Racism in the eyes of Young Australians
Racism was the most raised issue among Aboriginal and Torres Strait Islander young people in the 2019 UN Youth Representative Listening Tour, with 64 percent of respondents selecting it compared with 58 percent of non-Indigenous respondents. In consultations, young people spoke of frequent experiences with structural and systemic racism.
One young person spoke of being denied service on a regular basis at a local store if not in the company of a non-Indigenous person and another spoke of day-to-day “microaggressions” such as people moving their bags away as she walked past. Another young person similarly described being regularly accused of dishonesty and theft despite having done nothing wrong.

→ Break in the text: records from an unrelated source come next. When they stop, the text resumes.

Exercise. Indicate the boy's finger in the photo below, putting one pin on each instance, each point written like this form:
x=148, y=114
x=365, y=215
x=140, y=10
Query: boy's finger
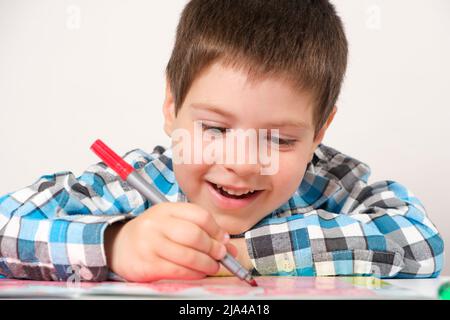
x=187, y=257
x=204, y=220
x=231, y=249
x=189, y=234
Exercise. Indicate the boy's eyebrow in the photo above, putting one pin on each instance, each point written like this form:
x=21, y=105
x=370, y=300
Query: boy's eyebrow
x=223, y=112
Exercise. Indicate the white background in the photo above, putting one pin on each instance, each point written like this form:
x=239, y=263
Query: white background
x=74, y=71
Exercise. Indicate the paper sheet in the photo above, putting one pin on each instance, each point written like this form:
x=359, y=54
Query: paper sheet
x=212, y=288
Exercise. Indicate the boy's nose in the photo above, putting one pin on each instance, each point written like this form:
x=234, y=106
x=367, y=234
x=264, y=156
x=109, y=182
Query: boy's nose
x=243, y=169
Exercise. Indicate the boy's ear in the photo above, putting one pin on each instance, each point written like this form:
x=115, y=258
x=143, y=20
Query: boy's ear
x=321, y=133
x=168, y=110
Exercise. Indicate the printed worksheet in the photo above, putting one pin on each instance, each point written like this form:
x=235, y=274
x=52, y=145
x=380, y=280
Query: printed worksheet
x=212, y=288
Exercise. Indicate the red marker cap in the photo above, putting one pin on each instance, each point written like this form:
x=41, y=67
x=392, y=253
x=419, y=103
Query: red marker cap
x=112, y=159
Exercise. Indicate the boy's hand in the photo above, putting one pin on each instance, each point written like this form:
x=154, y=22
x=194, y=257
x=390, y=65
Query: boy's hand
x=168, y=241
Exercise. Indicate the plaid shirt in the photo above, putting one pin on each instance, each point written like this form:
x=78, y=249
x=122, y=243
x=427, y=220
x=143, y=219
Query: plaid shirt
x=334, y=224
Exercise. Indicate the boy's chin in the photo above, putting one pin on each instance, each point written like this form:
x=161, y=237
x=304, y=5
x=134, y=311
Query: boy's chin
x=232, y=224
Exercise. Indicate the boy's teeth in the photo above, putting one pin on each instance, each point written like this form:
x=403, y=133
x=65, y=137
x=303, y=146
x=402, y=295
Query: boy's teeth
x=235, y=193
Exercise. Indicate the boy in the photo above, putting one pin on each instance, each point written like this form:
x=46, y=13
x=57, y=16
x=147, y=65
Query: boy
x=260, y=64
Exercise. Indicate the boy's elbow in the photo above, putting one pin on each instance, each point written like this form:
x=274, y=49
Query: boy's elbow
x=425, y=263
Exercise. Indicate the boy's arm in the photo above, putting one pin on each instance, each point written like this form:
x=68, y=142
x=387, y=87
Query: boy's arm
x=55, y=227
x=385, y=232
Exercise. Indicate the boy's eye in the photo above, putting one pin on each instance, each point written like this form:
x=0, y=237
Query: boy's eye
x=214, y=129
x=282, y=142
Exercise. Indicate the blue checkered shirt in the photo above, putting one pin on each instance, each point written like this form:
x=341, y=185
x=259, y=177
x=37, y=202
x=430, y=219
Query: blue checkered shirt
x=334, y=224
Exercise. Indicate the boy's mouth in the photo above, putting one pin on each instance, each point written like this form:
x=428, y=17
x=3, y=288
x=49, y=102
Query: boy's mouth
x=232, y=199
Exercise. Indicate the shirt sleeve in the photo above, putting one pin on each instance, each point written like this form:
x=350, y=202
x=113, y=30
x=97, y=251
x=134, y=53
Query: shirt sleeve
x=384, y=232
x=54, y=228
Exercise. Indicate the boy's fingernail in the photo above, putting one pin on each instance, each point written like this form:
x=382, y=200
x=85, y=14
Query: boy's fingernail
x=226, y=237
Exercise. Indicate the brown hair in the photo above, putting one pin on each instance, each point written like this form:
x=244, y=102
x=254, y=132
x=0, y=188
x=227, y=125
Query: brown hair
x=302, y=41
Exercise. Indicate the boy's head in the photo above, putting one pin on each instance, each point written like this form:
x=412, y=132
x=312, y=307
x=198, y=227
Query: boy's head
x=254, y=64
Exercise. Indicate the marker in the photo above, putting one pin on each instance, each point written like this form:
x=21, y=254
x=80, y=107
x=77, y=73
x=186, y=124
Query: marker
x=444, y=291
x=128, y=174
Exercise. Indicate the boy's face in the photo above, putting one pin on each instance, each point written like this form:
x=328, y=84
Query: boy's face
x=223, y=97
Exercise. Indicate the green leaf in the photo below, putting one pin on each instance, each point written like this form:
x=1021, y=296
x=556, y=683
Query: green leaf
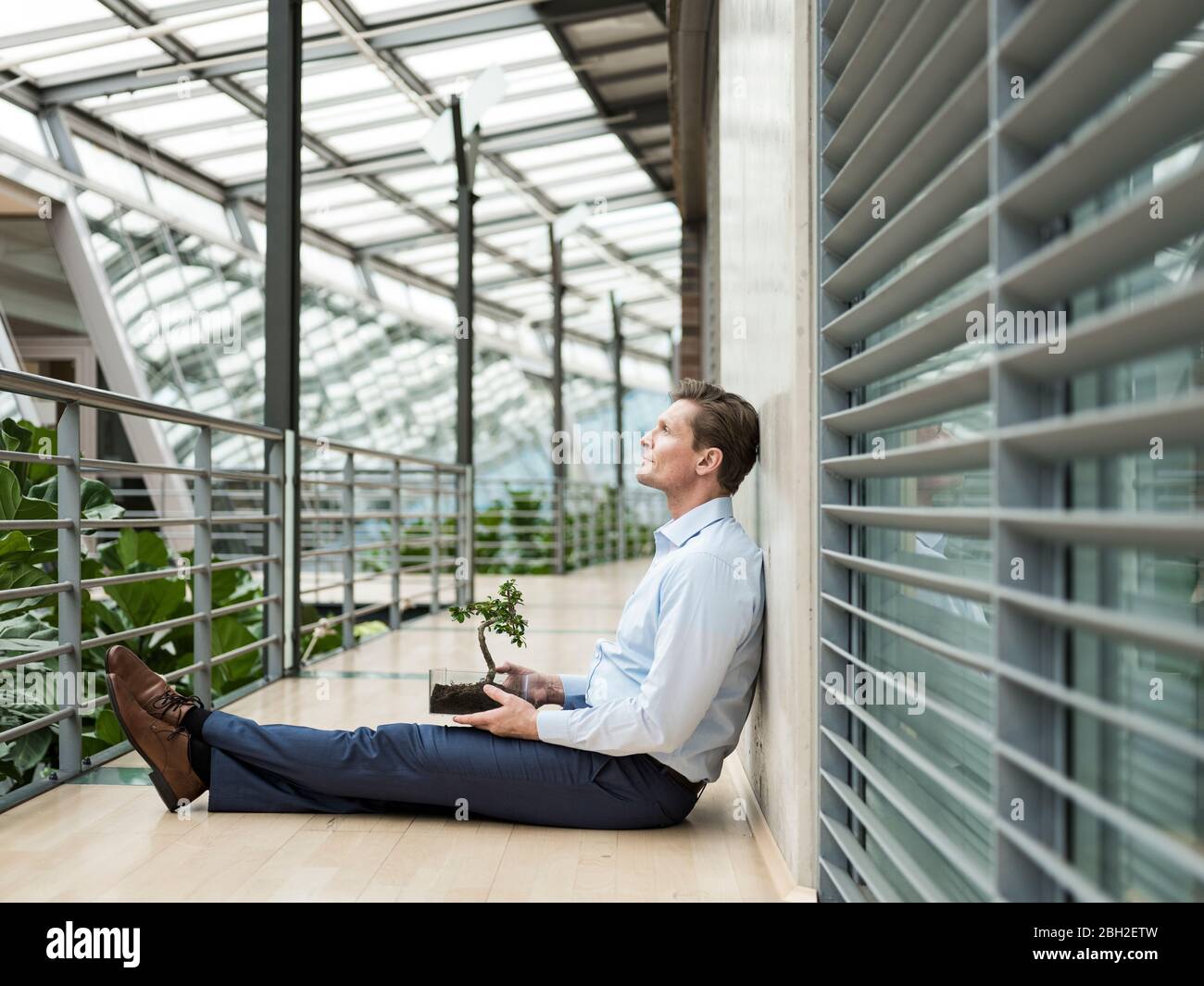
x=19, y=576
x=31, y=749
x=12, y=543
x=148, y=602
x=10, y=493
x=144, y=548
x=107, y=728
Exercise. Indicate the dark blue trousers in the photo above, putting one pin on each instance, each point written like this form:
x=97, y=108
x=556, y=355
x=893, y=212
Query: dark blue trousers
x=453, y=770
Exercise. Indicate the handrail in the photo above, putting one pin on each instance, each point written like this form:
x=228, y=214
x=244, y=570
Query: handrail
x=47, y=388
x=414, y=517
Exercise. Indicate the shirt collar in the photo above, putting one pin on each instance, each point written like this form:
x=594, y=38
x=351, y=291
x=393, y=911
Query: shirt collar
x=683, y=529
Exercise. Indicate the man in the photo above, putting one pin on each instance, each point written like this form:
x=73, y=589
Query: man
x=633, y=743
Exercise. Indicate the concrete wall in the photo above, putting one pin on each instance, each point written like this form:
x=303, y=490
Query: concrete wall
x=766, y=353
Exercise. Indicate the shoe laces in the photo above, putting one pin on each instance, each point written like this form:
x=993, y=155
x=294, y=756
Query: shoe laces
x=173, y=700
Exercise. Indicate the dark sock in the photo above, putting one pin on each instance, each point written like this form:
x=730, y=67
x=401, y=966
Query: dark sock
x=194, y=718
x=199, y=756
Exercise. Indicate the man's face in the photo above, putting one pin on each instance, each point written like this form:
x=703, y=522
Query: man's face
x=669, y=456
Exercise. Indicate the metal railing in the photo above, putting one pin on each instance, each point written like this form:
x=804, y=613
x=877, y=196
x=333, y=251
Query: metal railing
x=372, y=531
x=380, y=517
x=557, y=526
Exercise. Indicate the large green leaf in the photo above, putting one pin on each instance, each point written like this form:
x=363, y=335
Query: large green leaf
x=141, y=548
x=31, y=749
x=13, y=543
x=107, y=728
x=148, y=602
x=24, y=436
x=95, y=499
x=10, y=493
x=20, y=576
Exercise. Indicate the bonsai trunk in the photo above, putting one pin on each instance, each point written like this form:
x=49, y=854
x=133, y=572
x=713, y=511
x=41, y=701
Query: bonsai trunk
x=484, y=650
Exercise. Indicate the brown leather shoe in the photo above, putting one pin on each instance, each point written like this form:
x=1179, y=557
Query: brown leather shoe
x=165, y=749
x=149, y=690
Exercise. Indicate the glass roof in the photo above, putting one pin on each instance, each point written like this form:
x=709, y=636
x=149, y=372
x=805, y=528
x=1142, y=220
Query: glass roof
x=188, y=80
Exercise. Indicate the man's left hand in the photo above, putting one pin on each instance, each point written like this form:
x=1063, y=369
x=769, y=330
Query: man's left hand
x=516, y=718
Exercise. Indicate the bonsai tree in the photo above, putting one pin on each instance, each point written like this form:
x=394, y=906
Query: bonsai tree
x=498, y=614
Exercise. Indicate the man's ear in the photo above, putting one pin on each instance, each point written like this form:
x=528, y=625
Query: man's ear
x=711, y=459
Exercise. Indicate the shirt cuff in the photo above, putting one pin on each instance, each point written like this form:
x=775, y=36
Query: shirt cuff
x=574, y=688
x=552, y=725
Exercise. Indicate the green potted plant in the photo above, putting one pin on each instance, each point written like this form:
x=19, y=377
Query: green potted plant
x=458, y=693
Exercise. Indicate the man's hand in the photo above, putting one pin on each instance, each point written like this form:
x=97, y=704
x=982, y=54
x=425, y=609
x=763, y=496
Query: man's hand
x=516, y=718
x=541, y=689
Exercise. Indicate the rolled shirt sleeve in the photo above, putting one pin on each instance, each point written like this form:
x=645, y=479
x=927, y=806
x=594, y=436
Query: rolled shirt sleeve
x=574, y=689
x=703, y=617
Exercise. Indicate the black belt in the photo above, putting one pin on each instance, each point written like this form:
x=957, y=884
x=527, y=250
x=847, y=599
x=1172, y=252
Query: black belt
x=693, y=786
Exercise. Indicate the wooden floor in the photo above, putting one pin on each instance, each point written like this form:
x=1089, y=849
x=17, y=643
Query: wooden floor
x=111, y=840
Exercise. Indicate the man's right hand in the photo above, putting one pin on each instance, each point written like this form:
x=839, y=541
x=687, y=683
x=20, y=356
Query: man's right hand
x=541, y=689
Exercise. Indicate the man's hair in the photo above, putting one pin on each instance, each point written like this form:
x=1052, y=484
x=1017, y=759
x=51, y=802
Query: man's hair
x=726, y=421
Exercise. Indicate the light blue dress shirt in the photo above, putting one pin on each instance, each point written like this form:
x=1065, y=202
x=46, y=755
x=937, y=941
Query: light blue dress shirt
x=677, y=682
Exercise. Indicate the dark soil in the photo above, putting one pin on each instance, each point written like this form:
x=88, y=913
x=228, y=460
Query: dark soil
x=461, y=700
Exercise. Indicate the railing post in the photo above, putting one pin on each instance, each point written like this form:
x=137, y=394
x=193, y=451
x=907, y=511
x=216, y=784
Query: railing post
x=349, y=554
x=436, y=533
x=578, y=533
x=394, y=547
x=558, y=523
x=203, y=557
x=621, y=511
x=70, y=601
x=465, y=586
x=595, y=535
x=277, y=614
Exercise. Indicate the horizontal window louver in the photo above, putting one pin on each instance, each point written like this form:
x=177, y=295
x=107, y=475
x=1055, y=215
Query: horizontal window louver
x=1010, y=343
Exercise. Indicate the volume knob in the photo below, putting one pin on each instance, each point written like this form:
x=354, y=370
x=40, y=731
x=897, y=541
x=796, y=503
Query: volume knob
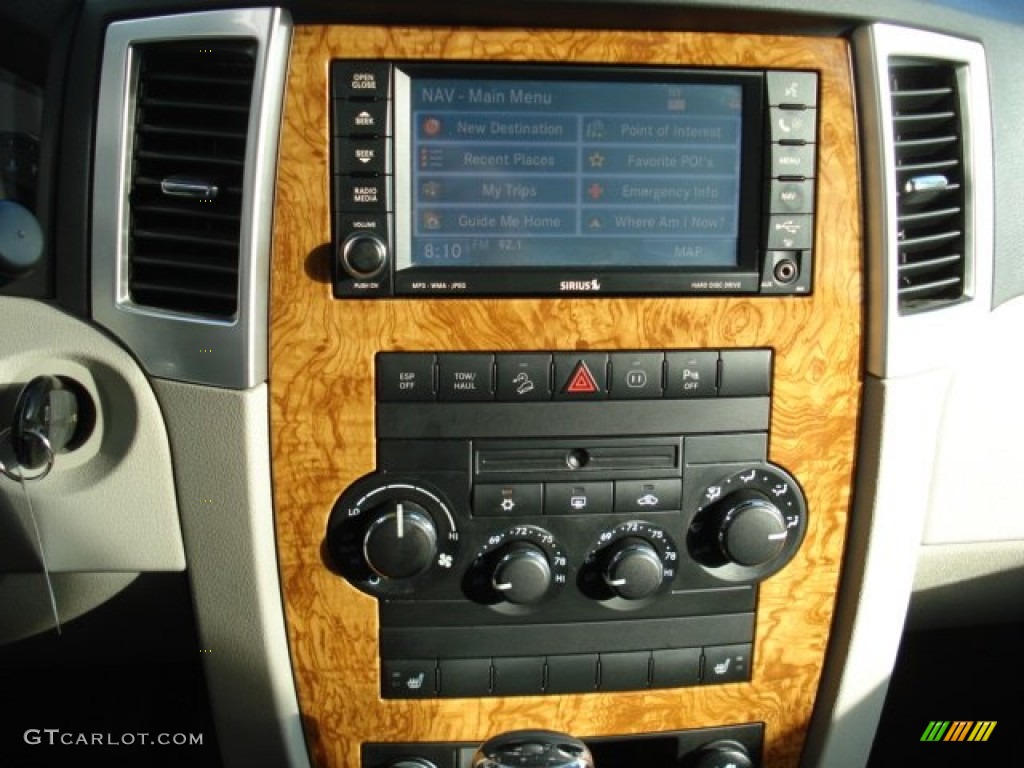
x=400, y=541
x=363, y=254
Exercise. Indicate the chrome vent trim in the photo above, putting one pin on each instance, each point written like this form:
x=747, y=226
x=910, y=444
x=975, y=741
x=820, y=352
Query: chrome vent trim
x=930, y=183
x=190, y=130
x=196, y=332
x=929, y=200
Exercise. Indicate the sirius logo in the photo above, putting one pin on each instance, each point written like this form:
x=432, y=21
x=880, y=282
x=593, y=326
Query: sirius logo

“Sometimes, I just voluntarily empty my bag before going into a shop, so I don’t get accused of stealing.”
Young person in consultation, Mount Isa, Qld
“The community has formed this conception that all groups of young black kids are thieves. Often a platform will be given to people voicing this idea; entrenching the perspective.”
Broome Youth Advisory Council Consultation, WA
Young people in consultations drew strong links between racism and issues relating to mental health and well-being. This is consistent with literature that associates racism with poor physical and mental health outcomes and increased risk of suicide among Aboriginal and Torres Strait Islander young people. In consultations, young people also identified racism as a significant barrier to employment and education. Many shared stories of how they had been bullied at school and turned away from businesses on applying for jobs.
These were a couple of the many examples participants shared. In consultations, it was evident that racism was impacting young people widely and severely.
How do Aboriginal and Torres Strait Islander young people think we should tackle racism and discrimination?
Many young people cite education as a powerful tool for combating racism and want to see greater investment in initiatives seeking to build inclusive, racism-free communities. Specifically, young people stressed the importance of improving community knowledge of Aboriginal and Torres Strait Islander histories and languages. They also were strongly supportive of initiatives that promote cultural awareness. Although many emphasised the importance of including schools and workplaces in this effort, they also highlighted a need to promote opportunities for such education to the broader community.
“There has been a rise in racial profiling from police officers and the general community. People are making judgments about us based on the way we look, the cars we drive and the tattoos we have.”
Youth Empowered Towards Independence (YETI) consultation, Cairns, Qld
Aboriginal and Torres Strait Islander young people proposed a variety of solutions to racism, however, the themes of education and awareness building were most prominent.
These themes have directly informed recommendation 4(h) of this report which calls for comprehensive and locally relevant education on Aboriginal and Torres Strait Islander, history, language and culture.
This was an excerpt taken from the 2019 Australian Youth Representative to the United Nations Report, it was lightly edited for added context as a stand-alone piece.